Safety may be relative in the sense that one can go rock climbing, hanging from a precipice by a single piece of rope, and then return safely home only to slip on a bar of soap in the bathtub and experience permanent injury. But that doesn’t mean we shouldn’t pause over what we know is a gradual increase in crime and safety issues in our town.
Let’s at least acknowledge that we can’t have thousands of $500 hotel rooms and keep building more $500 hotel rooms and then hope that ‘perps’ won’t even notice this population of well-heeled visitors.
Can we keep our streets as safe as those of Beverly Hills or Brentwood where there are at least as many permanent residents with resources? I believe that we already have. Santa Monica police have some of the best response time numbers in Southern California.
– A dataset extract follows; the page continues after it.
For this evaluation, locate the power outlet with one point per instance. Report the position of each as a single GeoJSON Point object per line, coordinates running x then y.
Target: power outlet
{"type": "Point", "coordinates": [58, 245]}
In the blessedly few times over 20-plus years here I’ve personally summoned our police I can tell you they were always impressive in responding.
So that possibly turns our focus to violence and whether we’ve lost a little ground in being isolated from such things as senseless gun events. The unpleasant reality is that all of the America has lost ground in being isolated from gun events. Urban, rural, school, work places… nowhere is there absolute and guaranteed safety from the disease of conflict resolution with guns. Recent traffic deaths and hit and run incidents may speak to the cowardly behavior of intoxicated drivers but Santa Monica’s conscientious use of DUI roadblocks, especially on holiday weekends, has clearly saved lives and heartbreak. But on the issue of gun violence events Santa Monica may be wrapped in the same deadly fog as Anytown, USA.
Is it possible we’ve pursued wiring our city for WiFi with somewhat greater gusto than we’ve invested in a zero tolerance for gun violence? I won’t pretend to know with any certainty what steps might be taken. But if we are going to stand in solidarity on WiFi access and the refurbishing of sculpture dedicated to peace, are we then not going to unify on preventing gun violence here?
I’m one of those who would call a father being unfairly critical of his child’s performance in a sports event a “violent crime” because of the needless wounds on a young psyche. But we’re not being cited by blogs for those kinds of statistics: We’re now in the mix of all that ails other cities to varying degrees. Shooting, guns, death: It does happen here. Perhaps we should unite on a focused message of lowering those numbers at least.